I'd be surprised if it was most jobs either. I can't find accurate statistics, but a majority of the UK workforce have jobs in industries which are not office based (such as social work, education, manufacturing, retail and transport). You can't cut a bus driver or barman's hours without impacting services.

In some cases yeah, but the world could do with less consumption and consumerism anyway. Ideally a 4 day week would lead to less health conditions and less demand on these services (but even if people worked 7 days a week it wouldn't cover the backlog). Best to make being a medical professional a more appealing and less stressful job to attract staff. It's pretty horrific at the moment I'm not surprised they struggle to attract and retain staff.

15 hours ago, Fullerene said:

Doctors don't make stuff.  They cure people.

"Whoopee.  I did 5 hip replacements this week.  On a roll.  I think next week I will try and do 7."

Indeed, and it's an indication of the cult of management consultancy infecting the public sector.

Management consultants can, using some basic techniques, transform inefficient factories but the same type of methodology is lazily applied to stuff like the legal system, healthcare and prisons / schools where it is clearly unsuitable and damaging to the service being provided.
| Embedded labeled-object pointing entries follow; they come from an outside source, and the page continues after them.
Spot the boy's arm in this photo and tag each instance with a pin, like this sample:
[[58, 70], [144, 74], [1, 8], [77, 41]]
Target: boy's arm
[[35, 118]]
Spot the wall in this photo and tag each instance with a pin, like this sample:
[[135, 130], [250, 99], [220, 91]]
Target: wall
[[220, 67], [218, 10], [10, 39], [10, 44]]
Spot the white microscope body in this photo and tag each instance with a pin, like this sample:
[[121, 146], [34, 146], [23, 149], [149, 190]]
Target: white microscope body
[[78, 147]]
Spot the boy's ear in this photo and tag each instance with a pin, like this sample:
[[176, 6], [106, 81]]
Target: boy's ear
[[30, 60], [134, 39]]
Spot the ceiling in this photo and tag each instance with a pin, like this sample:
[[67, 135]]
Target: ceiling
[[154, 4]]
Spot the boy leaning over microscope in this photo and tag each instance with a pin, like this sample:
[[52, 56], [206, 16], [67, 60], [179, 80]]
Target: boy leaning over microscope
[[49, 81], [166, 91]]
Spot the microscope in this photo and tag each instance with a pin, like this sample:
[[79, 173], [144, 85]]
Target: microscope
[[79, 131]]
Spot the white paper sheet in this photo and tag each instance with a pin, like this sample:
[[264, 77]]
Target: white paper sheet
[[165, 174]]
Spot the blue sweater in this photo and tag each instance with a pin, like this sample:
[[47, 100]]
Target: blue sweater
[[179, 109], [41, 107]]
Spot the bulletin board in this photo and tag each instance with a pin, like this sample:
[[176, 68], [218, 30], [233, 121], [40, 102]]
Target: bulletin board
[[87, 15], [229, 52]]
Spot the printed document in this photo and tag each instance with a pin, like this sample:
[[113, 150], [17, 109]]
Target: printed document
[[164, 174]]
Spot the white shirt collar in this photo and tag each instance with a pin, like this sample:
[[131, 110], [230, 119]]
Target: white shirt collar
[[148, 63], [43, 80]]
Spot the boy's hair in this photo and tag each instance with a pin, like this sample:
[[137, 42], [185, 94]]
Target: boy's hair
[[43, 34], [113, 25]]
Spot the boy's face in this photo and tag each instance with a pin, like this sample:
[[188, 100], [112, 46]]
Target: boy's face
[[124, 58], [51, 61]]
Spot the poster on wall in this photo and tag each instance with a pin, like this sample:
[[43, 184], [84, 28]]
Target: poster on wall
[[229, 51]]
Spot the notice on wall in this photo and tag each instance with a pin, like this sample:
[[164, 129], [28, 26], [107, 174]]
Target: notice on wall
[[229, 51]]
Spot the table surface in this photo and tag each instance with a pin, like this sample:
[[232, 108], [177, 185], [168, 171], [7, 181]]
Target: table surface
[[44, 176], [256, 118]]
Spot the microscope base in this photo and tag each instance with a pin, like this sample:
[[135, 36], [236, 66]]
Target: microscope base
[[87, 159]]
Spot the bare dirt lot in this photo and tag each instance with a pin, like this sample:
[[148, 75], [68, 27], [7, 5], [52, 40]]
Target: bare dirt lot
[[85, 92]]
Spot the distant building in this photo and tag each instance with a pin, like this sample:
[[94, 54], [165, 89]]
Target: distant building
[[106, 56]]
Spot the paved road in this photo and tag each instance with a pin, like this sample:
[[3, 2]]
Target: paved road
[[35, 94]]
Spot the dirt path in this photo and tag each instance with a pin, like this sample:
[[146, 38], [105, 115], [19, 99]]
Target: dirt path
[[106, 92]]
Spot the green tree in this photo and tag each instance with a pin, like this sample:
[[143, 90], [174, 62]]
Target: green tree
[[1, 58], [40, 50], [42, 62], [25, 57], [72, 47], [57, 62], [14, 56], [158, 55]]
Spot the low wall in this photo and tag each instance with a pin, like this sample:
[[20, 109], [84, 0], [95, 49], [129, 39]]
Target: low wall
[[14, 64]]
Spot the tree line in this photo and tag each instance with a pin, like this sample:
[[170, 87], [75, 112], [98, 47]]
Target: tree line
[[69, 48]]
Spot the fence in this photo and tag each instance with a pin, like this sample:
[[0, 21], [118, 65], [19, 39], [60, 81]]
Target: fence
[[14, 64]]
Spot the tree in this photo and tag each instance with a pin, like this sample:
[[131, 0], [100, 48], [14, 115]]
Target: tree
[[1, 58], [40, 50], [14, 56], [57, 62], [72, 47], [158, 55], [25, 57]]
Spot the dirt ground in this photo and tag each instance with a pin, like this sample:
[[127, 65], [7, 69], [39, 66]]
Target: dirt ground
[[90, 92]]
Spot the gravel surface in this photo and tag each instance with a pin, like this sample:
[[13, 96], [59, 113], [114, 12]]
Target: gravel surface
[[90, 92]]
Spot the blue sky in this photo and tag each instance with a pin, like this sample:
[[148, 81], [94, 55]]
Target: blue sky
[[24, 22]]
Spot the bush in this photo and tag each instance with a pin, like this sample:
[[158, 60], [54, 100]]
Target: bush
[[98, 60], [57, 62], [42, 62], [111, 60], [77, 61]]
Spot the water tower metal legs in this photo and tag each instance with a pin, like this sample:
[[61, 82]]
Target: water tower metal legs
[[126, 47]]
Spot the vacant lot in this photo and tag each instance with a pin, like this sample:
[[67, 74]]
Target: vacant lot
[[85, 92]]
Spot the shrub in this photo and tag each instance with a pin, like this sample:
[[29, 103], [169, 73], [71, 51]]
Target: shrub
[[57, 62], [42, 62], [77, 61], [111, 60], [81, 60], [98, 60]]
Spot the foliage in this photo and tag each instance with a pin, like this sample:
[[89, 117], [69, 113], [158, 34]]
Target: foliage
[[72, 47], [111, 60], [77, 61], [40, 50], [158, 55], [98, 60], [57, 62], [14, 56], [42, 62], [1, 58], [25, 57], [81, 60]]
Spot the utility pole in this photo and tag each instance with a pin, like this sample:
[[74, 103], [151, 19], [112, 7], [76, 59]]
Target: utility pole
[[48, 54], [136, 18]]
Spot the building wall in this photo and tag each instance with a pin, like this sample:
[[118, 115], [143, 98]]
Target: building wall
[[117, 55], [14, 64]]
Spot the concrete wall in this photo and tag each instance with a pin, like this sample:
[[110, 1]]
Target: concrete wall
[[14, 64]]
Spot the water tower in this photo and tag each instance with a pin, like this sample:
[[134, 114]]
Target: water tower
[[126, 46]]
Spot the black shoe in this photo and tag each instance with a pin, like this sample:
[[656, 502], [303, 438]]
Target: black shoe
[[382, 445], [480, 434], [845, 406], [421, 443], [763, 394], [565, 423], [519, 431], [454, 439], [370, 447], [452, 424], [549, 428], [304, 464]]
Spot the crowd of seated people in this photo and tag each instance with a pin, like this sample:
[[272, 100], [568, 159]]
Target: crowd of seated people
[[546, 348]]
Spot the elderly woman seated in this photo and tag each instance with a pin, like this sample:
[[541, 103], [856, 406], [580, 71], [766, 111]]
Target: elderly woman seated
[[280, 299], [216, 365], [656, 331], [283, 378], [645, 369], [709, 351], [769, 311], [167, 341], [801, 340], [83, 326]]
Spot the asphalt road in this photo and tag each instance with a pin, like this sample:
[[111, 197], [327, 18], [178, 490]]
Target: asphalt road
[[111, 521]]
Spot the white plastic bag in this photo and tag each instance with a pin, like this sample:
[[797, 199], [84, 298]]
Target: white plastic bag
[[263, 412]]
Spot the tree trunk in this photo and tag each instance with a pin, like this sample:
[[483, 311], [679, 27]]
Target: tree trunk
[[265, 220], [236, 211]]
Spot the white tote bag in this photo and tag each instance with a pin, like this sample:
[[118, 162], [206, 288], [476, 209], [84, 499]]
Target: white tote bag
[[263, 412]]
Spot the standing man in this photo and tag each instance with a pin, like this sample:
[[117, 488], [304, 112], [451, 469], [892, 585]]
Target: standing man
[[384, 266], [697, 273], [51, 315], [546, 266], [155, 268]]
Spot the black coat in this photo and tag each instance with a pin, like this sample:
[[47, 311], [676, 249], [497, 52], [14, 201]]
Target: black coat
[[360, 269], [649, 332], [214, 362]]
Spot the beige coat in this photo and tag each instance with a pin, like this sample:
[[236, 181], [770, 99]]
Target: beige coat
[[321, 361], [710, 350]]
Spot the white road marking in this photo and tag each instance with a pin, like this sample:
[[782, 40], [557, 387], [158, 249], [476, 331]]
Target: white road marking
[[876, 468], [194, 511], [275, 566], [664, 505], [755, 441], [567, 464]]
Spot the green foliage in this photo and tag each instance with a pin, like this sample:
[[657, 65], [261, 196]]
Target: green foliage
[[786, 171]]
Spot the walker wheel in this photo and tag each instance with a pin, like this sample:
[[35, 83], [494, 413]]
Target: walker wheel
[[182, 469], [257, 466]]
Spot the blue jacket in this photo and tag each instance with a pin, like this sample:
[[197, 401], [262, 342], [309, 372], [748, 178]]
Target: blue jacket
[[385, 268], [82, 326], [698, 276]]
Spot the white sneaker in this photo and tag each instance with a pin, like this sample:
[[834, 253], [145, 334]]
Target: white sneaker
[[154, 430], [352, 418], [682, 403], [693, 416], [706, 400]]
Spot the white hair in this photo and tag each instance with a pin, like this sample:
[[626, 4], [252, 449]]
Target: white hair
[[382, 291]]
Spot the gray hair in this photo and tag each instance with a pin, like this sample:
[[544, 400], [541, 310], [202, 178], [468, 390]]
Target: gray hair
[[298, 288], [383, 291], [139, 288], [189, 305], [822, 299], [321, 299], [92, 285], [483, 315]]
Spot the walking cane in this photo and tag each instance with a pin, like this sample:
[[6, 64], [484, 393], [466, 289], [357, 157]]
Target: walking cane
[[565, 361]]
It helps that many ministers are from a consulting or finance background, and only care about the figures not the service.

The legal system is a raging dumpster fire at the moment and wil only get worse (read the Secret Barrister or this is going to hurt for an insight into the lives of junior doctors).

Basically, in a management consulting world, if you're not in a role or industry that makes money you're probably going go to be fucked over, bad news for Social Care certainly.